Parents also need to take time to talk with their children about important safety rules. The National Safety Council offers these safety reminders:
- Children who walk to school should use sidewalks whenever possible. On streets with no sidewalks, walk on the side of the road, facing traffic.
- Children riding bicycles to school should always wear helmets. They also should ride on the right side of the road, single file, following all rules of the road.
- Children taking buses should get to their bus stops early and stand well back from the curb, especially when a bus is approaching.
- Bus riders should always walk in front of a bus, where the driver can see them, and get on or off a bus when the driver says it’s okay.
- Stay seated on the bus until it has completely stopped.
“Children also should be reminded to cross streets at corners, using crosswalks and traffic signals when available,” said Vince Burks, a senior assistant vice president with Amica Insurance. “And before crossing the street, they should stop and look all ways to see if a car is coming – and make sure the driver sees them.”
Motorists also need to use extra caution, especially before and after school, Burks said. Here are five quick reminders:
- Watch for children at intersections and in crosswalks, especially those with no crossing guards.
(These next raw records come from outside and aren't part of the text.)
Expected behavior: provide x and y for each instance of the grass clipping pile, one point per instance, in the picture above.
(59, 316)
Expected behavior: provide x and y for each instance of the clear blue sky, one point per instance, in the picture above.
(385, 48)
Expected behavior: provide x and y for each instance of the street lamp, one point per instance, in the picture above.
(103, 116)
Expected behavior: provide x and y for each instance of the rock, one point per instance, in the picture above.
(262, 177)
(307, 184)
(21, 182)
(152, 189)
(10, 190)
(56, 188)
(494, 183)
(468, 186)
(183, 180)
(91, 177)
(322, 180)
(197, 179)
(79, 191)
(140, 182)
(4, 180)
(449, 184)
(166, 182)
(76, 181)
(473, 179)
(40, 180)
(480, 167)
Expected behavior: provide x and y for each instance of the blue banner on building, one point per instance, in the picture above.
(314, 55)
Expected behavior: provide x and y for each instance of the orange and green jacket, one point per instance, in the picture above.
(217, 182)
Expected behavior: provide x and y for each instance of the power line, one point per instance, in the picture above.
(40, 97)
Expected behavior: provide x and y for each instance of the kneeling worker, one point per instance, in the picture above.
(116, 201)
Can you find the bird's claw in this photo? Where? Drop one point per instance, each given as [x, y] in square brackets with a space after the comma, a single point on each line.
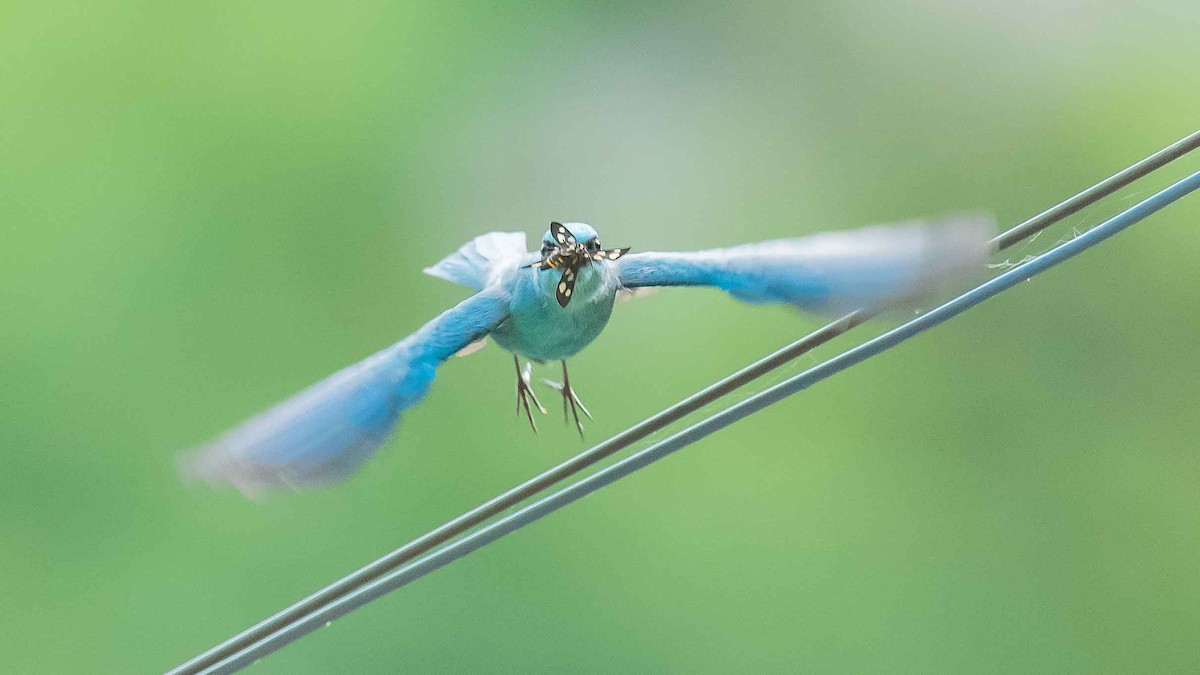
[571, 401]
[526, 393]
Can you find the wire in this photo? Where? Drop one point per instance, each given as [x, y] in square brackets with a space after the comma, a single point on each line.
[391, 572]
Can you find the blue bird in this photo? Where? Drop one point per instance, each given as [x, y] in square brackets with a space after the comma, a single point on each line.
[546, 305]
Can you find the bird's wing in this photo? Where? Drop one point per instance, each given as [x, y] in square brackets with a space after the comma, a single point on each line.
[481, 260]
[828, 272]
[324, 432]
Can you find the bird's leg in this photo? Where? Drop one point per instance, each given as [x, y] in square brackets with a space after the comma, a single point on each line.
[570, 400]
[525, 392]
- Take extra care when entering or exiting driveways.
- Beware of children darting out from between parked cars.
- Be careful when following or approaching a school bus, especially near bus stops.
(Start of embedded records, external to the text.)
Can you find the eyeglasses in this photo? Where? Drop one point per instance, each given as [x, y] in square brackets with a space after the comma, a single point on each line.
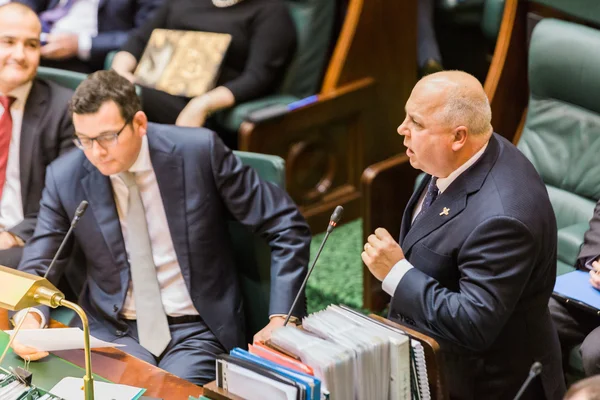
[105, 141]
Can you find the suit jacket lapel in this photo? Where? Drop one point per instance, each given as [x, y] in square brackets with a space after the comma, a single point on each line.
[408, 212]
[100, 196]
[30, 135]
[168, 168]
[454, 199]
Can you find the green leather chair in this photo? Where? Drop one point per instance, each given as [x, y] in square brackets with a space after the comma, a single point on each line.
[252, 254]
[561, 135]
[68, 79]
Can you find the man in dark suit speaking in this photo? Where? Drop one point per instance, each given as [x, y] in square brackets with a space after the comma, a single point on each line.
[476, 263]
[160, 271]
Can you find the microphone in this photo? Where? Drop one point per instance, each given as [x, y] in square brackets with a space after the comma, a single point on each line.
[78, 214]
[333, 221]
[535, 370]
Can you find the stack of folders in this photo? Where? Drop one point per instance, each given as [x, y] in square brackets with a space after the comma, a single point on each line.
[339, 354]
[13, 388]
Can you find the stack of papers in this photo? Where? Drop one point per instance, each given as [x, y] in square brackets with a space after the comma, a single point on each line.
[57, 339]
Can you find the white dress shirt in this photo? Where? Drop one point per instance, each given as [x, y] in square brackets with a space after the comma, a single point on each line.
[174, 293]
[82, 19]
[393, 278]
[11, 204]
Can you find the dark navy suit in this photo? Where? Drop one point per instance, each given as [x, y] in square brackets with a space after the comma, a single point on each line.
[202, 184]
[46, 133]
[483, 276]
[116, 19]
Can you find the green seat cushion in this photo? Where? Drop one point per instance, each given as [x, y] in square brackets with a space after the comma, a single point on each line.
[252, 254]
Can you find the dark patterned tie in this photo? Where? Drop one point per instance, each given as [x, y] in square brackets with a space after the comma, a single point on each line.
[5, 136]
[430, 196]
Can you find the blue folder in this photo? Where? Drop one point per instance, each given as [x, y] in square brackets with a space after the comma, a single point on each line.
[575, 287]
[312, 384]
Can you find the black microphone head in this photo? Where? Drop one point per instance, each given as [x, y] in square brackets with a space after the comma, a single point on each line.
[337, 214]
[81, 209]
[335, 218]
[536, 368]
- Don’t pass a school bus on the right and stop for any school bus that is stopped with its lights flashing while children are entering or exiting the bus.
Another risk comes into play with older students who will drive themselves to school for the first time this year, Burks said. They are sharing the roads and parking lots with other new drivers, so it is important to remind them to be especially cautious when driving to and from school.
“Many children will be going to school for the first time, so they may not be careful when crossing the street or running to catch the bus,” said Vince Burks, a senior assistant vice president with Amica Insurance. “Older children know the routine, but may forget basic safety rules in their excitement to catch up with old friends or start classes in a new school.”
That’s why motorists need to be extra careful, especially while driving in residential areas and school zones, Burks said. “It’s important to slow down when approaching kids walking or riding their bikes, because they can be unpredictable and dart in front of you at any time.”
“The start of the school year is a good time for us all to review these basic safety rules,” Burks said. “We all need to work together to protect children so they have a safe, fun school year.”